O deputado estadual Eduardo Botelho (União) pretende abrir diálogo com representantes de cartórios em Mato Grosso, buscando um acordo com cartórios antes de definir sobre a abertura de uma Comissão Parlamentar de Inquérito (CPI) para investigá-los. Segundo o deputado, cerca de 40 mil títulos de regularização estariam parados nos cartórios do Estado. Apenas em Várzea Grande, seriam 14 mil títulos. Essas escrituras foram concedidas em um trabalho conjunto entre o Legislativo e o Executivo.
A Busca por um Acordo com Cartórios
Botelho afirmou em conversa com a imprensa, na manhã desta segunda-feira (16), que é preciso ‘achar uma forma: ou vamos entrar em um acordo, ou vamos ter que fazer a CPI para ver a fundo qual é a situação desses cartórios’. Ele reiterou que a prioridade, neste momento, é tentar resolver o impasse por meio da negociação direta. Caso não haja solução, a CPI será instalada se persistirem as dificuldades de regularização. A expectativa é de que Botelho e o presidente da Casa, deputado Max Russi (PSB), conversem com a Associação dos Notários e Registradores de Mato Grosso (Anoreg-MT) ainda nesta semana para buscar um acordo com cartórios.
Críticas ao Ritmo de Regularização
Para o deputado, o ritmo atual de emissão de escrituras é incompatível com o volume de documentos já preparados.

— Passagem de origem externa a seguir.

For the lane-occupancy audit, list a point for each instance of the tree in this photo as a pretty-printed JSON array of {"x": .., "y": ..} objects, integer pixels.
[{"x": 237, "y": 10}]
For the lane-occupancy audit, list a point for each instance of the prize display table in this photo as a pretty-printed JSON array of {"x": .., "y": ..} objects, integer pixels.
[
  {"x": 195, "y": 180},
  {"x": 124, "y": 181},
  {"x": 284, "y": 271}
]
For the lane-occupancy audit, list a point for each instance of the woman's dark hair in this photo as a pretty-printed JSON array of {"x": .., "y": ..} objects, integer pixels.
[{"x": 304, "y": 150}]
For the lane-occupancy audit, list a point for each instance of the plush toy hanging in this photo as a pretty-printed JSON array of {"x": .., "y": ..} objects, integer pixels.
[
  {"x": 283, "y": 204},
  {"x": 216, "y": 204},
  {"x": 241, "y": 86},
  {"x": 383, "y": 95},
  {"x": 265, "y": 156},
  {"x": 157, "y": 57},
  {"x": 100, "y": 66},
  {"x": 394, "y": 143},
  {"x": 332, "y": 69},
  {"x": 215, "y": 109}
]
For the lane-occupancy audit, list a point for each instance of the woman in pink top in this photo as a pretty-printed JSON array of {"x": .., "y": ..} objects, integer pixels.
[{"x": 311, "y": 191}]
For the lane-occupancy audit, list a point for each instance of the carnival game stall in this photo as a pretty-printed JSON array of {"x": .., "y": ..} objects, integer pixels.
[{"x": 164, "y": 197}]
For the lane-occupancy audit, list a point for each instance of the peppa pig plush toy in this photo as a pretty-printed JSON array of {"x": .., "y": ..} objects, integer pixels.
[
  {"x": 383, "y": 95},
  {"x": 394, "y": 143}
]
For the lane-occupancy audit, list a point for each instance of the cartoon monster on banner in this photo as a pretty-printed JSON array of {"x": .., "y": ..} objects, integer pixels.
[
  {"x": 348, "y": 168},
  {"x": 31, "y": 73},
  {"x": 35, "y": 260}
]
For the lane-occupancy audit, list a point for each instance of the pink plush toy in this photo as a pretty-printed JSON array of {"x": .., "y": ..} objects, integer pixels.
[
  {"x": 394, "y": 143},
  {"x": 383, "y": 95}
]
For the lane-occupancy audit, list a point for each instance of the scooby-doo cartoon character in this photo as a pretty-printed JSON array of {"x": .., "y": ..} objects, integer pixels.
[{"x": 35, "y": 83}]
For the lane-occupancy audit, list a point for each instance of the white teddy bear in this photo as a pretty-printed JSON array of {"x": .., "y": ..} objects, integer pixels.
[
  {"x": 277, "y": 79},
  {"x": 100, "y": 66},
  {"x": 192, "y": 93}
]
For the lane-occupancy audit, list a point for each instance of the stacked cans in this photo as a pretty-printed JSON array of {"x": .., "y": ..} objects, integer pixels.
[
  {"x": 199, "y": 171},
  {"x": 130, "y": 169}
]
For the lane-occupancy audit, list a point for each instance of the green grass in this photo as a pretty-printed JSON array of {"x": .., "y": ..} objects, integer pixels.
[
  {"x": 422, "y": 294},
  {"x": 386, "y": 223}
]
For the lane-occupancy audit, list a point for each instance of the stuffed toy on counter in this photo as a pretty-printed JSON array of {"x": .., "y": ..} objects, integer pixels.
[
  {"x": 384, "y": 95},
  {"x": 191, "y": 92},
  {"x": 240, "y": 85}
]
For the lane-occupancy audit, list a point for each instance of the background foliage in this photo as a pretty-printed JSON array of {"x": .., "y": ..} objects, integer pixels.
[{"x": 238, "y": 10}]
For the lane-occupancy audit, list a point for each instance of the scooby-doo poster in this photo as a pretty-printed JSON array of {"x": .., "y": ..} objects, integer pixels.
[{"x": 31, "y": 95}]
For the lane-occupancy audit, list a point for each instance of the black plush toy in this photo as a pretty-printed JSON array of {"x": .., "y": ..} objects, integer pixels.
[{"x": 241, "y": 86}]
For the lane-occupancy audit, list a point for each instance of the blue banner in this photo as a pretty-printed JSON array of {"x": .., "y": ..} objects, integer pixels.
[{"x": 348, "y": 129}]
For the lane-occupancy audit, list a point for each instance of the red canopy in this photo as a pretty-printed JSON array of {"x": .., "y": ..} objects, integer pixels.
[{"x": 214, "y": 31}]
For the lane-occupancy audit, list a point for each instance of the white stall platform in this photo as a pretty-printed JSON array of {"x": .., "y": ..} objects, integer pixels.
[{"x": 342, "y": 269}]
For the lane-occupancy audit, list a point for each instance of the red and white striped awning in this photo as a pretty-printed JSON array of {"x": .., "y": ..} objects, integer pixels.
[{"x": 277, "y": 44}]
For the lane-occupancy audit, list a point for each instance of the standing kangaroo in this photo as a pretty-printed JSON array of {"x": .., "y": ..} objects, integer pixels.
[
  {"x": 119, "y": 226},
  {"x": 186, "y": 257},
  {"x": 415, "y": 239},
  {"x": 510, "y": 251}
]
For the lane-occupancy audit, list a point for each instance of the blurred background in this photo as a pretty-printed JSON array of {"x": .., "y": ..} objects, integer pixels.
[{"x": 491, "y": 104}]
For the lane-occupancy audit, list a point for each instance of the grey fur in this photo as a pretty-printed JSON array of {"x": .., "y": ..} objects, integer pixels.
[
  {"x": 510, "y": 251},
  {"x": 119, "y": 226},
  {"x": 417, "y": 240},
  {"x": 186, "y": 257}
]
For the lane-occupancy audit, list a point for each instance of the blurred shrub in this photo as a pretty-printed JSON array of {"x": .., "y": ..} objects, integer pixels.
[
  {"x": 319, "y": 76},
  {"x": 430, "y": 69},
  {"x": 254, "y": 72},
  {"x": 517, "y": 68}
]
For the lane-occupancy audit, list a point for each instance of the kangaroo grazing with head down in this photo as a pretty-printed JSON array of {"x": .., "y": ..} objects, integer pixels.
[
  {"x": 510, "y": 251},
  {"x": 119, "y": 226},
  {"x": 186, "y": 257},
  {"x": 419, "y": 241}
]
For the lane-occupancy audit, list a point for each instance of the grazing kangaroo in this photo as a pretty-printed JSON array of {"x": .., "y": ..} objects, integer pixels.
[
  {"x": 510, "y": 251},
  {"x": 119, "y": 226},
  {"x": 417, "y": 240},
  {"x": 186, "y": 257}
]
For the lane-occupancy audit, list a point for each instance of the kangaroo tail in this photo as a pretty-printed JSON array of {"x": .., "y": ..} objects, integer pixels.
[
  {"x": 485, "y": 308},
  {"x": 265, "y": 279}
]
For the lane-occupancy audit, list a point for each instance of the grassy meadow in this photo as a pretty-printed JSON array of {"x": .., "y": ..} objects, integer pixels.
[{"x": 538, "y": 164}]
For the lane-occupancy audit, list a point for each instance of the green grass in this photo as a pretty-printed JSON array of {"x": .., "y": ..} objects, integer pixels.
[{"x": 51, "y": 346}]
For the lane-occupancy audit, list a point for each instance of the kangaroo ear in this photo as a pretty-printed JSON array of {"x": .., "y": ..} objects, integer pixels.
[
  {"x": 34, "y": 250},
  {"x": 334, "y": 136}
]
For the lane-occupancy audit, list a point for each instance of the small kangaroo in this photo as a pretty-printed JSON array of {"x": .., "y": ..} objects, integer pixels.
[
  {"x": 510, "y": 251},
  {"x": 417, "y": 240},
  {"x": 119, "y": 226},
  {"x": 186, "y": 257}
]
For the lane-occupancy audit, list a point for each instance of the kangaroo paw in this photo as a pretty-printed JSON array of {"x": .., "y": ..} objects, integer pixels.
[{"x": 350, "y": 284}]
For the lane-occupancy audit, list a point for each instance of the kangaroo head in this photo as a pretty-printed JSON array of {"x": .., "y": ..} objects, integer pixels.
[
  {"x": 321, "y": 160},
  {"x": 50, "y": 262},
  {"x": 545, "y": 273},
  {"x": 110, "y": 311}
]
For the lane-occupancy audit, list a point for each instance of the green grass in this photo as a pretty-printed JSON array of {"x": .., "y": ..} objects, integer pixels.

Ele criticou a situação, dizendo: ‘Cada um põe uma dificuldade. Quero que eles criem esse contato conosco, resolvem isso, ou vamos, realmente, ter que entrar para ver o que está acontecendo’. Botelho destacou o trabalho gigante que está sendo feito, envolvendo o Tribunal de Justiça, a Corregedoria do TJ, o Intermat e as prefeituras, que estão ajudando. ‘Não tem sentido os cartórios estarem segurando isso’, disse. Ele completou que, ‘se continuar nesse ritmo de fazer quatro, cinco escrituras por mês, vão levar cem anos para regularizar áreas. Temos que acabar de vez com esse gargalo’. A busca por um acordo com cartórios visa acelerar esse processo.
Apoio Político para a CPI
Botelho garantiu que existe apoio político para a abertura da comissão de investigação, caso o acordo com cartórios não seja alcançado. Ele mencionou o apoio do governador Mauro Mendes (União), do presidente Max Russi e do corregedor do Tribunal de Justiça, desembargador José Luiz Lindote. O requerimento da CPI, adiantou, tem número suficiente de assinaturas. ‘Temos 16 assinaturas. Tem apoio do presidente da Casa. O governador também declarou que apoia essa CPI. Não dá! O governo do Estado está investindo pesado nisso. A Assembleia está investindo’, afirmou. O número de 16 assinaturas é necessário devido a uma regra do Regimento Interno da Assembleia que estabelece que a aprovação e o funcionamento de mais de três CPIs no Legislativo precisam ter assinaturas de dois terços do total de deputados. Atualmente, o Legislativo tem em andamento a CPI da Saúde, e a proposta de abertura de mais três comissões de investigação. Em caso normal, para abrir uma CPI na Casa são necessárias oito assinaturas. A pressão para um acordo com cartórios é grande.